CONCEPT Cited by 1 source

Binary vs. graded LLM scoring¶

Definition¶

Binary scoring uses True/False per-criterion verdicts from an LLM judge; session-level or item-level holistic scores aggregate many binary verdicts. Graded scoring uses a numeric scale (1–5, 1–10, Likert).

Instacart's LACE team explicitly benchmarked both and chose binary for their chatbot-evaluation rubric (Source: sources/2025-06-11-instacart-turbocharging-customer-support-chatbot-development-with-llm).

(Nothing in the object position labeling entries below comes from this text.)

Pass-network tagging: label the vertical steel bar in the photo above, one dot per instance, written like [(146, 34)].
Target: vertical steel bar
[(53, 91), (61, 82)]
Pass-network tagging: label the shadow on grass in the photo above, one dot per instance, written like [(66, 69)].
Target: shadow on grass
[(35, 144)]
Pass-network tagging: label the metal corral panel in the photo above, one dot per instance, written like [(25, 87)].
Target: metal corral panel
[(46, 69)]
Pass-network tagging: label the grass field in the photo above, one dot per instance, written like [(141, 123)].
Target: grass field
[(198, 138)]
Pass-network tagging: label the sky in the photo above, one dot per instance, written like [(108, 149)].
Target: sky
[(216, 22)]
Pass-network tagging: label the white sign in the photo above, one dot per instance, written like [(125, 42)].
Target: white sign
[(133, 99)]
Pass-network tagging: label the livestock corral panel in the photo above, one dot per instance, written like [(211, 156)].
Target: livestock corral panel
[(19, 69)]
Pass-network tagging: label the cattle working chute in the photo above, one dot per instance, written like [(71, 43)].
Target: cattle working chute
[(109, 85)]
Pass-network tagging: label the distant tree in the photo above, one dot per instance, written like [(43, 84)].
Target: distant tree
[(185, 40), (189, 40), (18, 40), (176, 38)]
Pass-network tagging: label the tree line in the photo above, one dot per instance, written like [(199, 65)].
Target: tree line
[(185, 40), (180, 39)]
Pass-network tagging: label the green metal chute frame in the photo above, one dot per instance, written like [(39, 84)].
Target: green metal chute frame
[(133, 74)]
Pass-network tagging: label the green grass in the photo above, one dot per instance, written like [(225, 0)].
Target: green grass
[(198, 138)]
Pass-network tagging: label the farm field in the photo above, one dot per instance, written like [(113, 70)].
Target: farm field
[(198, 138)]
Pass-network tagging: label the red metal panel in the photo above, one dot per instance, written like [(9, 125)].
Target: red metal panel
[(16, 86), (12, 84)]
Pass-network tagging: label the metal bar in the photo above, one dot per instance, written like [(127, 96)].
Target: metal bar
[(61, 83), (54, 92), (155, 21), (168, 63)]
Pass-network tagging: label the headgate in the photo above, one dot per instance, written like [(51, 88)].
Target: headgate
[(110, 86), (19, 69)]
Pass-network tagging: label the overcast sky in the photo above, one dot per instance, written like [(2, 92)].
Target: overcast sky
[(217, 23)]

Why binary wins (per Instacart's LACE)¶

"Our experiments also revealed binary scoring to be more effective than granular scales. While a 1–10 scale might seem more precise, binary evaluations provide greater consistency, simplicity, and alignment with human judgment. This streamlined approach requires less extensive prompt engineering while maintaining robust performance — a lesson that reinforced our philosophy of seeking practical effectiveness over theoretical perfection."

Three mechanisms:

Consistency. LLM judges (and humans) drift between "7/10" and "8/10" run-to-run on the same input. True/False has no such drift — either the criterion is satisfied or it isn't.
Prompt-engineering cost. Graded scales require the judge's prompt to anchor each point on the scale with enough detail for comparable scoring across runs + evaluators. Binary needs only a clear yes/no definition.
Human-alignment. Human raters align more reliably on True/False than on a specific integer on a multi-point scale.

Reconciling binary per-criterion with holistic judgement¶

Binary scoring per criterion does not mean the system emits a single bit per session. LACE:

Emits a True/False per criterion across 5 dimensions (many criteria per dimension).
Emits a free-form rationale per criterion — preserves the information a graded scale was trying to capture ("how badly was this wrong?") without asking the LLM to emit a noisy number.
Aggregates per-criterion verdicts into a session-level holistic score (how many criteria passed).

The rationale is the escape valve. Graded numbers are the wrong shape for judgement — LLMs can reason about why more reliably than they can calibrate how much.

Tradeoffs¶

Binary hides gradient information at the criterion level. "Almost-correct-but-wrong-brand" and "completely hallucinated" both score False on factual correctness. If you need fine-grained severity, supplement with a second criterion ("severe enough to escalate?") rather than switching to a graded scale — see also OEC-style single-number decision metrics aggregated from binary criteria.
Criteria overlap bites harder. When two binary criteria are closely related (e.g. contextual relevancy and factual correctness), the judge may mark both False when only one is clearly at fault. LACE's stance: "prioritize identifying the primary issue affecting the interaction" rather than enforcing rigid separation; rationale output makes the primary cause auditable.
Subjective criteria resist both. For axes like conciseness where preferences vary, neither binary nor graded scoring aligns with humans. LACE keeps subjective criteria only as a directional regression check and spends effort on the chatbot rather than on refining the judge for ambiguous criteria.
Graded scales still have their place for calibration and ranking tasks — "of these N candidate responses, which is best?" — which is a different decision shape than per-criterion pass/fail rubrics. See the Dropbox Dash relevance-judge for a graded-relevance contrast case.

Seen in¶

sources/2025-06-11-instacart-turbocharging-customer-support-chatbot-development-with-llm — Instacart LACE's explicit binary choice + "a lesson that reinforced our philosophy of seeking practical effectiveness over theoretical perfection."